The estimation of peer effects along with the fixed individual and school-by-grade effects intuitively relies on perturbations in the pattern of peers across grades and cohorts, i.e. the estimates are identified by small within-school and grade differences in peer group characteristics between cohorts. Such differences emanate from two sources: mobility into or out of the school and, less importantly, changes in student circumstances (e.g. income or achievement). The large annual mobility of students, averaging greater than 20% per year in the Texas public schools, accounts for much of the differences across grades and cohorts.9
One significant concern of course is the possibility that the observed changes in peers simply act as proxies for other changes in family or school inputs. Whether our estimation strategy can generate consistent estimates hinges upon whether the two time-varying components of the error terms (θ and ε in equation (3)) are orthogonal to the included peer variables. Three possibilities seem most important. First, the small observed changes in peer circumstances may be related to changes in family conditions that could bias the estimates. An increase or decrease in peer average income or achievement may result from similar changes in own family income that precipitate a school transfer and exert a direct effect on outcomes. Alternatively, shifts in local labour market conditions may cause changes in both own family and peer group average income, making it difficult to disentangle the influences of peers and family. Second, changes in school characteristics may affect both own achievement and that of peers. For example, the funding and availability of compensatory education programmes is linked to school average income, possibly building in a correlation between peer average income and programmatic effects. Or teacher differences in a specific grade may vary with peer characteristics. Finally, school selection by other families may be driven by attributes of the school, and the effects of such attributes may be confused with peer effects. Consider a school that is becoming dysfunctional, say because of an ineffective principal, and finds that all of its upper income families flee over time. In such a case, achievement of the remaining students could fall along with the incomes of peers, erroneously suggesting that peer income affects achievement even when there is no such relationship.
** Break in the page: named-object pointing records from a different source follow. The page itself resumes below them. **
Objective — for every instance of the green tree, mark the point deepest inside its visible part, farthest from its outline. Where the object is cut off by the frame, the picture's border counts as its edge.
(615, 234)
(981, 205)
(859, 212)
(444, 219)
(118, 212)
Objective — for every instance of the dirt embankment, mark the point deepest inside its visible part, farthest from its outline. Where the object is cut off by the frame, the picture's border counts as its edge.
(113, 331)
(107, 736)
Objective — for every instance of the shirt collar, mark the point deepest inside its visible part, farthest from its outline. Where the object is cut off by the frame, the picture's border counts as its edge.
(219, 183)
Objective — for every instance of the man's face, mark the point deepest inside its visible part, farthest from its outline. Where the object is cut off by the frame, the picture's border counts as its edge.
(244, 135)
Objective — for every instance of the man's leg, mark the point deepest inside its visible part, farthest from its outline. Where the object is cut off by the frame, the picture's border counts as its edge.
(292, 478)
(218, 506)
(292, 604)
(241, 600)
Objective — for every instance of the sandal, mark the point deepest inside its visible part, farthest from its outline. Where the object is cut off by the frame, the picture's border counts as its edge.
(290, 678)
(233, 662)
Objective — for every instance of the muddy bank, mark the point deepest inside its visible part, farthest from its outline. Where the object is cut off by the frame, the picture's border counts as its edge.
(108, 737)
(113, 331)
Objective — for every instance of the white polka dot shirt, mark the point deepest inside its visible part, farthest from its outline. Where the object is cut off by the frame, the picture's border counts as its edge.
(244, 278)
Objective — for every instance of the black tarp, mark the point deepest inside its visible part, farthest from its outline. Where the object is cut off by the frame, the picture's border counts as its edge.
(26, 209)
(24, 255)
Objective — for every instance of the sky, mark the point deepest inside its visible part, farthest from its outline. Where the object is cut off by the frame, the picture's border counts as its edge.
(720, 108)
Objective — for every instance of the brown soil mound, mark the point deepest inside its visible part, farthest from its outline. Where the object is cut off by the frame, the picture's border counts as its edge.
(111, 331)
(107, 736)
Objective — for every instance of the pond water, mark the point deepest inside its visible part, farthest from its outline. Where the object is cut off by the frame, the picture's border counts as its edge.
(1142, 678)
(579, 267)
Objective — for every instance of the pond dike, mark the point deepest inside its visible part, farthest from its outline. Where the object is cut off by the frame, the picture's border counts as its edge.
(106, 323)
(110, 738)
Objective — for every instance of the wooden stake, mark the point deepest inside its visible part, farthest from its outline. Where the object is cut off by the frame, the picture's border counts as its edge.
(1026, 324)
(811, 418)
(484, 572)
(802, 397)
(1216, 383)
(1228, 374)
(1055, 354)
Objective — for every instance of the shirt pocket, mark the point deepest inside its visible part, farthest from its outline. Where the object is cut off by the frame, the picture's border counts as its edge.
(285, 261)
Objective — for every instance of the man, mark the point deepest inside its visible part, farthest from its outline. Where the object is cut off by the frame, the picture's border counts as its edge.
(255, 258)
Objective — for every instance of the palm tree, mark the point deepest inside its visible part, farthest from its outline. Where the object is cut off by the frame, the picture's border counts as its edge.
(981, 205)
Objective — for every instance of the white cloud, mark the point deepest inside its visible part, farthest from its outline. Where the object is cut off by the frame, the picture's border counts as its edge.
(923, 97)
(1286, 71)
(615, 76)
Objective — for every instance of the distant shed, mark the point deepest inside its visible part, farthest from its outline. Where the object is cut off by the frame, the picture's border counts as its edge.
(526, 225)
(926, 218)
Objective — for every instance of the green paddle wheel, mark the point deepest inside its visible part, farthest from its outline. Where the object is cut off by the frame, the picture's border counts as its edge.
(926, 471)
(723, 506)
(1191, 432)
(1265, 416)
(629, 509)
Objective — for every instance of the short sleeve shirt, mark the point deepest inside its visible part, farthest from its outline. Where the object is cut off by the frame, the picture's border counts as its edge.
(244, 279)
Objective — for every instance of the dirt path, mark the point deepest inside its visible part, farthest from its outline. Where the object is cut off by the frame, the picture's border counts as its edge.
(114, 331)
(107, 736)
The severity of these potential problems depends in part on the ability to control for changes in families and schools. In this analysis (described below) we include time-varying measures of family income, school characteristics, compensatory programme status and overall school transfer behaviour. Perhaps more important given the controls for student and school-by-grade fixed effects, the potential severity also depends upon the speed with which families relocate in response to school conditions. The concern is simply that families adjust to changes in school quality (including peer composition) and thereby might induce bias through equilibrium selection behaviour. But, because residential moving is a costly process that undoubtedly includes some slow adjustment, movement due to parental selectivity of schools is almost certainly much slower than the movement of peer characteristics found in exogenous year-to-year variations. The assumption that families also react slowly (i.e. not in the current year) to specific variations in teacher quality seems natural, implying that there is no reason to believe that the choice behaviour of parents to current changes in teachers leads to any presumption about correlation of peer factors and annual variations in teacher quality. It seems plausible that differences captured by school or school-by-grade quality provide the prime motivation for any family selection of schools. Any remaining variations in annual teacher quality, even if large, must be orthogonal to the school-by-grade estimates of quality. Particularly because the average family has more than one child, mobility reactions to current shocks to teacher quality are likely to be minimal.
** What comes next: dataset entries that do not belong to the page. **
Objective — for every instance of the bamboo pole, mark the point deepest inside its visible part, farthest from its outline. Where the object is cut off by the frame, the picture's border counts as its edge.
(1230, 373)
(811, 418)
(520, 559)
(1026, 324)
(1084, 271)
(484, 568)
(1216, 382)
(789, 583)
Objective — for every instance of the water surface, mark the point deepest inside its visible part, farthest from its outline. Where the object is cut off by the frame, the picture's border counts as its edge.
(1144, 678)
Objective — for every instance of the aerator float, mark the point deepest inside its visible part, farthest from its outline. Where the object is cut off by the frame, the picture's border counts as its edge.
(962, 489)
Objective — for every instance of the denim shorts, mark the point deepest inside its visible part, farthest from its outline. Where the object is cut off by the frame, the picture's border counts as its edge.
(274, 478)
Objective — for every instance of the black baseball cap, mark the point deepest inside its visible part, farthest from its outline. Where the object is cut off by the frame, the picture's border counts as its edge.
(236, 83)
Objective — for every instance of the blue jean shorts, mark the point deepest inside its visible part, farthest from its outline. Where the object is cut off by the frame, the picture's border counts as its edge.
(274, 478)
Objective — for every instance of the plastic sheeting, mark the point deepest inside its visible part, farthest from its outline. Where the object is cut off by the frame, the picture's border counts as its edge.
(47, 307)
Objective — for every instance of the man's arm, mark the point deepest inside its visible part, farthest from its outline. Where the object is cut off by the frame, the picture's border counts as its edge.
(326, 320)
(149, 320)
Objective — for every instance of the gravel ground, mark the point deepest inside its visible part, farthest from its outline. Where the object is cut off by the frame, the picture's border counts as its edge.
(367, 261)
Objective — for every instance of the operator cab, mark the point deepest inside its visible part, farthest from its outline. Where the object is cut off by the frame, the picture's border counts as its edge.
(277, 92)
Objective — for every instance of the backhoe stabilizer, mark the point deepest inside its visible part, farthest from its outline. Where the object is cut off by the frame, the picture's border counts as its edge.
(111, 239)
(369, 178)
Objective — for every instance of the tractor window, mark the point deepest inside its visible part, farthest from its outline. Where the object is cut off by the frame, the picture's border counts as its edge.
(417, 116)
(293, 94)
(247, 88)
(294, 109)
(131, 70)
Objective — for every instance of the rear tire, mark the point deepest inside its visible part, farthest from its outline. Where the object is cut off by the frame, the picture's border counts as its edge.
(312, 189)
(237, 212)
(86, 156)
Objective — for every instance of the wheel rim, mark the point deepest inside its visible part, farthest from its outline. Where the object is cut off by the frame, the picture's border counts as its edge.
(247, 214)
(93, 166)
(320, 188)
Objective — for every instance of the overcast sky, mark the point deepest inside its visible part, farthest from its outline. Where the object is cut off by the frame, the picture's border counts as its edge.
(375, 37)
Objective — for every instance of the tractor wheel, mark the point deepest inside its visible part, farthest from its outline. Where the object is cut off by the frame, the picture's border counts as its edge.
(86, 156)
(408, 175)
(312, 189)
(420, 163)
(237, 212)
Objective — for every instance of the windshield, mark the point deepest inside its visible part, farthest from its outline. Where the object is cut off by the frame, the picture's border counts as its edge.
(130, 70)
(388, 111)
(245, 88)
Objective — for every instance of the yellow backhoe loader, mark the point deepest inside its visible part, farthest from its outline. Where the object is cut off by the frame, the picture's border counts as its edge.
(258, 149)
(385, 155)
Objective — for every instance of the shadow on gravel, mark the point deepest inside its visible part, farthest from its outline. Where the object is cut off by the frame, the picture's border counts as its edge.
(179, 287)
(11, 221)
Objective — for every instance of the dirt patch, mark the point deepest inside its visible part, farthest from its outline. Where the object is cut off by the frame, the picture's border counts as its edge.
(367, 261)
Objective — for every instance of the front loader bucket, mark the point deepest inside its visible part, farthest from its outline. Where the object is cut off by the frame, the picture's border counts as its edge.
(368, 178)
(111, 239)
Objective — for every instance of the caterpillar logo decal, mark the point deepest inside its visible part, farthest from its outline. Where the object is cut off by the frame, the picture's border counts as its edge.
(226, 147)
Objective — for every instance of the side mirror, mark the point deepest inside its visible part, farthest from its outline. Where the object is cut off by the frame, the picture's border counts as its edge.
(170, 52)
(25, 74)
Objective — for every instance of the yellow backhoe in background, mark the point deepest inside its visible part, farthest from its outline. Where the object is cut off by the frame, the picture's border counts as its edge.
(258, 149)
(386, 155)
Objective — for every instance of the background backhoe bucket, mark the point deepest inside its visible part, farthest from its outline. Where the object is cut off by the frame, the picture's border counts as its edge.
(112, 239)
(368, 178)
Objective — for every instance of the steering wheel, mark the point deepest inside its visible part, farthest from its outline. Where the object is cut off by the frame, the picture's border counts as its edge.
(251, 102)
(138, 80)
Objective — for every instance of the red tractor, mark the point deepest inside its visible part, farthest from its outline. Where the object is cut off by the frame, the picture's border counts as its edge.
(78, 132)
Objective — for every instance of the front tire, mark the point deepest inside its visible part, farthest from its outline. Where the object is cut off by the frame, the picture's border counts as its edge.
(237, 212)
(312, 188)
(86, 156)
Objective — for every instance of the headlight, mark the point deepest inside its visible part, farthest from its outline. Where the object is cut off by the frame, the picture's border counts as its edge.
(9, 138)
In sum, the choice of neighbourhood and school will tend to bias upwards the estimated effect of peer achievement unless an exogenous source of variation in peer achievement can be identified. Our estimation strategy, which relies on small changes over time and grades in peer characteristics, will provide consistent estimates of the underlying peer parameters unless systematic changes in the contemporaneous innovations to achievement (θ and ε) are correlated with the predetermined peer effects. Given the available measures of year-to-year changes in family and school characteristics and the structure of the data allowing for the removal of student and school-by-grade fixed effects, such correlations are likely to be of a very low order of importance.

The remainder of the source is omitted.